Curious visitors had been visiting the site, which dates back to the Pala period. All photos: Deepanwita Gita Niyogi
Bahoranpur (Hazaribagh), Jharkhand
A Buddhist monastery-cum-shrine has been unearthed in Bahoranpur, a village in the foothills of the picturesque Sitagarha hills, in Hazaribagh district of Jharkhand.
The Archeological Survey of India (ASI) began digging at the site in 2019, but work was stalled after the COVID-19 pandemic struck last year. Work again resumed for a while in January 2021 only to be discontinued after the COVID-19 second wave hit the country hard.
“A few local people knew about the site though it was not very well researched. They just had an idea that a Buddhist site lies here,” Rajendra Dehuri, superintending archaeologist in charge of excavation branch-III of ASI, told Gaon Connection.
In 2003, the Archaeological Survey of India Ranchi circle was set up. After primary exploration, focus shifted to this place. We found antiquities here. There are many similar sites spread over smaller areas, said Dehuri.
Climb up a steep path, and you can spot a lot of Buddha statues against brick walls. The place offers a breathtaking view of the vegetation-covered hills. The remains of a staircase, which opens out to the West, has also been exposed. Several small relics have been preserved for systematic study.
“Jharkhand has not been properly explored. So, we have to interpret history based on historical data available. The state government will take a decision as to the exhibits found here. Sites in southern Bihar also have similar features,” Dehuri explained.
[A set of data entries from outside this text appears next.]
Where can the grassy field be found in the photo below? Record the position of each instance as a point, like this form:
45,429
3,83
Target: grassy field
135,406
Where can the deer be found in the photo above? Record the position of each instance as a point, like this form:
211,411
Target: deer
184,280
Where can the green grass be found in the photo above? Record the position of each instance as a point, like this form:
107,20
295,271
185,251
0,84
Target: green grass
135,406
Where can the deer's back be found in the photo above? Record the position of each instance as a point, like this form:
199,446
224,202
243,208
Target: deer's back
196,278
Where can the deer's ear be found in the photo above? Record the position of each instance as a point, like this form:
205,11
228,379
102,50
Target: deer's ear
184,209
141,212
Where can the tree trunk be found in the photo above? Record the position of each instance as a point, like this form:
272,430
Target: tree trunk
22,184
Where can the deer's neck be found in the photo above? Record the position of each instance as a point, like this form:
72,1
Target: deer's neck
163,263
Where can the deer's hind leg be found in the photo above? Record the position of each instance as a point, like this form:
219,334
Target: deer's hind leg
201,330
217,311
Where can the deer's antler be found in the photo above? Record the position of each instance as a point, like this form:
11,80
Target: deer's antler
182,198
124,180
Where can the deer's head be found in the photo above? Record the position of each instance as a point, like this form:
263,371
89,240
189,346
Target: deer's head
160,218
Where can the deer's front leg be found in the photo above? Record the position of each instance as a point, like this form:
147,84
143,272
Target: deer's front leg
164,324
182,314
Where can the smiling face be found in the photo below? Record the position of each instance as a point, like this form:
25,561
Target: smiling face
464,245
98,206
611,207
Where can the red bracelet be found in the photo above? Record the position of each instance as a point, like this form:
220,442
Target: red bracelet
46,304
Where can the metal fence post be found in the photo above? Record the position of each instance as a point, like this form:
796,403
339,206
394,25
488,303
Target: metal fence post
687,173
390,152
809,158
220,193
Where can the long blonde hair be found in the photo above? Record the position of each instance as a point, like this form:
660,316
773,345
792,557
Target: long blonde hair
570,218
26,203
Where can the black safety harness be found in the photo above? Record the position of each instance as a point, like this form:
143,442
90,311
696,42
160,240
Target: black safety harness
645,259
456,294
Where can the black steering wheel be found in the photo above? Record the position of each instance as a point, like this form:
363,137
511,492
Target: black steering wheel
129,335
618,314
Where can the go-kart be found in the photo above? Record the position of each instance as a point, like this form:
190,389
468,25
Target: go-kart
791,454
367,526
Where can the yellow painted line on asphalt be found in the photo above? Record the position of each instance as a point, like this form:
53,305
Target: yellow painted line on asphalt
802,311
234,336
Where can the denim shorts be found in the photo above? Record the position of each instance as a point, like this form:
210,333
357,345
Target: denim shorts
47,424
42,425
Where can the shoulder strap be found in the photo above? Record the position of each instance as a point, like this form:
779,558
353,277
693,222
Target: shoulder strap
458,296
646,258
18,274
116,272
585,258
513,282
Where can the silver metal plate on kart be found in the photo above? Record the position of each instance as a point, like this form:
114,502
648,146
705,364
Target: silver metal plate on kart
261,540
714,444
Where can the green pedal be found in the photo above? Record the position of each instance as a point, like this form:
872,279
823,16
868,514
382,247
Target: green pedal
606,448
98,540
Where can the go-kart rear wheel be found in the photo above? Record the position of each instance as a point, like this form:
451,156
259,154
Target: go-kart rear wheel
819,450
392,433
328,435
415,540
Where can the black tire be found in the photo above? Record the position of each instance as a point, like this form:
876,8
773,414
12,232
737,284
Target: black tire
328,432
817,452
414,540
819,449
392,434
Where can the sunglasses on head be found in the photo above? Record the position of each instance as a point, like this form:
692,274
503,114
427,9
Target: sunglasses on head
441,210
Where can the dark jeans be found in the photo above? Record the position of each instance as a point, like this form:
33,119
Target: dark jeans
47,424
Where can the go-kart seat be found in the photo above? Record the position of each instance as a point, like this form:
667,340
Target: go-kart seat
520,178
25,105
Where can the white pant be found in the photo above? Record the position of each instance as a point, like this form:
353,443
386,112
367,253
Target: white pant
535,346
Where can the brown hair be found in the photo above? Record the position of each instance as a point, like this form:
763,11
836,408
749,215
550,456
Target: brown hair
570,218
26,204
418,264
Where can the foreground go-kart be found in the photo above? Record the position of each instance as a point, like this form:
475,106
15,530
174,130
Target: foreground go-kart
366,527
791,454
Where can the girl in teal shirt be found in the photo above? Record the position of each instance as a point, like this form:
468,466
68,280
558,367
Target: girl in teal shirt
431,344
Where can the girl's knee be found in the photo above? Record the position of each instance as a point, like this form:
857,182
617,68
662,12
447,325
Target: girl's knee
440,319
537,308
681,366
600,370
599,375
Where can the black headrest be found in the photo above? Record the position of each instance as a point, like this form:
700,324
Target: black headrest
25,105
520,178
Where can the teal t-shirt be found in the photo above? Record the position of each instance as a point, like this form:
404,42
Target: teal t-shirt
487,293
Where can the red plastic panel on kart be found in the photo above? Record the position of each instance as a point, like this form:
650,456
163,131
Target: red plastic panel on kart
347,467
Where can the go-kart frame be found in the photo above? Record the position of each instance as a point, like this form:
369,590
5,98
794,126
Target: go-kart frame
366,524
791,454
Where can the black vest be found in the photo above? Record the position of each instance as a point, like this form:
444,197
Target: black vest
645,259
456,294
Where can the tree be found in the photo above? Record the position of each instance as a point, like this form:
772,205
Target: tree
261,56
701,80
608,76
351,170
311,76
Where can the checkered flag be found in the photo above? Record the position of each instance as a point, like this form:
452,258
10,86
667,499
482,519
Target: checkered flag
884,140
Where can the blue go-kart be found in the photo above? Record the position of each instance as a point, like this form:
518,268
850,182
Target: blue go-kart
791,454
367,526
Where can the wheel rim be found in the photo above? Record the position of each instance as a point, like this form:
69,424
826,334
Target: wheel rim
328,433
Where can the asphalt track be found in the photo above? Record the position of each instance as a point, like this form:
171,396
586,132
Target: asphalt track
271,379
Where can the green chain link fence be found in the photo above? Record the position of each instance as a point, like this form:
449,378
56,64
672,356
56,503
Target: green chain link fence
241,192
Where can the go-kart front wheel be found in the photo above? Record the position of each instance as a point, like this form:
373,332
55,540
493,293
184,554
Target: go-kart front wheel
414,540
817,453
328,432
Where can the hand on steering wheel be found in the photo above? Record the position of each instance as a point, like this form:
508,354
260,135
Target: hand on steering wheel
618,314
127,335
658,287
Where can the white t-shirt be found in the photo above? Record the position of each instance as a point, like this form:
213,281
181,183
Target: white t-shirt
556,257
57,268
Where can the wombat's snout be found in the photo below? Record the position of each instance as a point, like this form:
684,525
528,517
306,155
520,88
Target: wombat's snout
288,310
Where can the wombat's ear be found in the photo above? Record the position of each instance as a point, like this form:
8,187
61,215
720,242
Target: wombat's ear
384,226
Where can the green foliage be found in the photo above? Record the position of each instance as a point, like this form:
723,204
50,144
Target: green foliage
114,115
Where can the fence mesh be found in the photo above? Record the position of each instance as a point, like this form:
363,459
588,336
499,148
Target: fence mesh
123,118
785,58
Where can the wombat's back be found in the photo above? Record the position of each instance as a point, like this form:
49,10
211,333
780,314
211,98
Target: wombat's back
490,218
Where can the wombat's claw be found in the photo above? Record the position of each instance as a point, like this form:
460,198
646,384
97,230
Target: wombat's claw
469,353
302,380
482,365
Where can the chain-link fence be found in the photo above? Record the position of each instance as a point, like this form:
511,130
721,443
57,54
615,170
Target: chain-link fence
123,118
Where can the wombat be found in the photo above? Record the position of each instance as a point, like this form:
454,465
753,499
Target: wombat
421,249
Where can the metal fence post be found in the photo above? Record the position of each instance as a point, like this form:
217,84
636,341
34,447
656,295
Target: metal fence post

The entire complex is possibly a Buddhist monastery as well as a shrine or place of worship, said Dinesh Kumar, who is supervising the work on behalf of ASI. “Three chambers have been found, and monks possibly resided here. The staircase would have probably been used to enter the rooms,” he told Gaon Connection.
Curious visitors had been visiting the site, which dates back to the Pala period, until the lockdown to take a look at the excavations.